Interactive format of such events allowed the listeners to address their questions to the speakers, learn about the latest and most interesting research in the field of nuclear energy, and get a full picture of the various non-energy uses of the peaceful atom.
Navigating a nuclear world
In addition to open lectures, Russian nuclear education also includes several projects aimed at promoting nuclear technologies among African youth.
Starting in 2015 the “Atoms Empowering Africa” online competition was held to engage talented African youth, encouraging their interest in nuclear technology studies and promoting science and engineering. To participate in the contest, entrants create and share videos on Facebook. An expert committee comprising representatives from nuclear companies and media professionals selects the most intriguing and innovative submissions.

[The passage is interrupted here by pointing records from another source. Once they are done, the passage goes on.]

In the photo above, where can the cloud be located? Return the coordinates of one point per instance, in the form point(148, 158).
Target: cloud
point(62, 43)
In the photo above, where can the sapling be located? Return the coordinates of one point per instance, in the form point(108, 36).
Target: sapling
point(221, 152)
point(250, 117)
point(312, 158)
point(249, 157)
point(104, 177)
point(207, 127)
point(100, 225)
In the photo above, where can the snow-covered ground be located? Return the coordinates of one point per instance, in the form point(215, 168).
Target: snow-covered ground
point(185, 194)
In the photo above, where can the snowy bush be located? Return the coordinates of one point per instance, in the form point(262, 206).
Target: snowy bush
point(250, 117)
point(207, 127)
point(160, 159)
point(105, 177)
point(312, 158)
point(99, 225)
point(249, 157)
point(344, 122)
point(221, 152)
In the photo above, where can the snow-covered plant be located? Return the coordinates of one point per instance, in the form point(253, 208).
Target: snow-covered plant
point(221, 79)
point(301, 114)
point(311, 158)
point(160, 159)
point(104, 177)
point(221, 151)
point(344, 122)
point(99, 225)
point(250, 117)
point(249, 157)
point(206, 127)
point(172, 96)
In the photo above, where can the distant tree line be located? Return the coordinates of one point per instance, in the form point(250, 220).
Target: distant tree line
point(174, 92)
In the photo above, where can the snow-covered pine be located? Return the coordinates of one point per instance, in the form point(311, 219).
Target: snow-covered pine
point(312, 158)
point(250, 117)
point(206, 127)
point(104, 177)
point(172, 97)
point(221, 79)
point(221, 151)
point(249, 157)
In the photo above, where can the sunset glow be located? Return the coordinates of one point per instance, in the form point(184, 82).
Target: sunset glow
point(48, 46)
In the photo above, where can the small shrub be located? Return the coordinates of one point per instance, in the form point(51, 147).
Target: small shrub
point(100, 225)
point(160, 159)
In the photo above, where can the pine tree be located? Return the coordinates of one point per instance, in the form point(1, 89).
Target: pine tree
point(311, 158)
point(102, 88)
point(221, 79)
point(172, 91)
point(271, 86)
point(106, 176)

This year a tourist tour to St. Petersburg was organized for the winners from Egypt, Ghana, Tunisia, and Nigeria. During this excursion, participants had the opportunity to visit real nuclear facilities and explore popular historical sites in Russia. Beyond museum exhibits, the guests gained rare access to Russia’s largest operational nuclear power plant, the Leningrad NPP, situated in Sosnovy Bor. Student could take a glimpse into its intricate infrastructure, including the turbine room, cooling towers, and splash pools. Most notably, these African visitors experienced a sense of working at the plant through a training session on a simulator.
From science to art
Promoting nuclear education at a young age encourages scientific curiosity and critical thinking. Kids can develop problem-solving skills, logical reasoning, and a scientific mindset that can serve them well in any field they choose to pursue later in life.

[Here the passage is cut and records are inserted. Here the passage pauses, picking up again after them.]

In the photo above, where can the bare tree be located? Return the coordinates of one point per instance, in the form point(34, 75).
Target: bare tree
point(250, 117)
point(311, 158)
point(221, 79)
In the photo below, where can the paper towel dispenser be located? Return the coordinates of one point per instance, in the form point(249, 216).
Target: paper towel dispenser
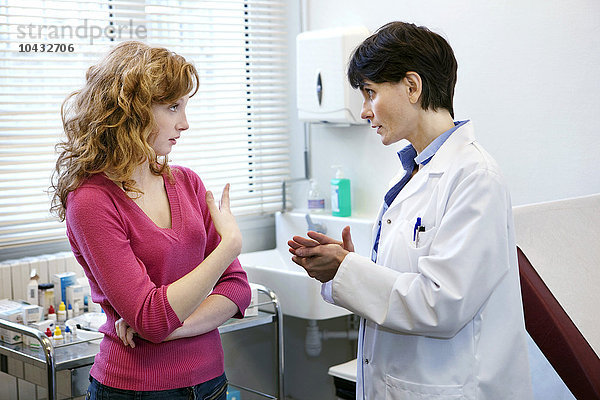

Another international and creative project for the popularization of nuclear technologies Nuclear Kids (“NucKids”) is aimed at this. NucKids is being carried out for children of employees of Russian nuclear industry enterprises and foreign partners in nuclear technologies. Over 15 years of the project’s existence, 900 children from 25 countries have become participants and members of one big community. The main goals of the project are to develop new traditions of cultural interaction between children of nuclear industry employees and create conditions for realizing the creativity of these talented children.
This year 5 countries took part in the project: Bangladesh, Hungary, the Republic of Belarus, Tanzania and the Russian Federation. Kids had a responsible task to stage a professional musical in 3 weeks. The children presented 4 performances in Ostrovets (Belarus), 3 performances in Nizhny Novgorod (Russia), 4 performances in Obninsk (Russia) and 4 performances in Moscow (Russia). It is symbolic that in the 15th anniversary season the musical was shown to the audience 15 times. The participants also had time to prepare and hold the Gala Concert “The Best Songs of Nuckids”. The concert programme included more than 30 songs, all of which were performed live by the project’s seniors and this year’s participants.

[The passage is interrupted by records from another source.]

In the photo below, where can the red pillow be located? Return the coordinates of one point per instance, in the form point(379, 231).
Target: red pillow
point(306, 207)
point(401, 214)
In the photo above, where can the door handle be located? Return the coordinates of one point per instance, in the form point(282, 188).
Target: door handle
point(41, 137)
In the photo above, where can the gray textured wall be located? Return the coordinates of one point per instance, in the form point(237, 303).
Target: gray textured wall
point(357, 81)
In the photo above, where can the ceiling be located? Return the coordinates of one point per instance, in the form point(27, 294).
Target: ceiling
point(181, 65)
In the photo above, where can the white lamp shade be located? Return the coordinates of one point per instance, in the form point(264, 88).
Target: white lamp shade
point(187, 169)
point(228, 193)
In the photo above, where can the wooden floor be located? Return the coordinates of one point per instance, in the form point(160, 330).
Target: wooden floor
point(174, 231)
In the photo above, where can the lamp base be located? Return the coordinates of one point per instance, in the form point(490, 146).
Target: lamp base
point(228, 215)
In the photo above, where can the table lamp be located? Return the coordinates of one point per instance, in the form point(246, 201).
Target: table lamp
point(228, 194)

“Nuclear Kids” has an important social significance: the project allows children from different cities and countries to not only visit different parts of the world free of charge, but also work with experienced teachers, and build relations with peers sharing the same interests and ideas. By introducing kids to the nuclear science, future generations can be inspired to embrace STEM fields, contribute to scientific advancements and make well-informed decisions that positively impact today’s world.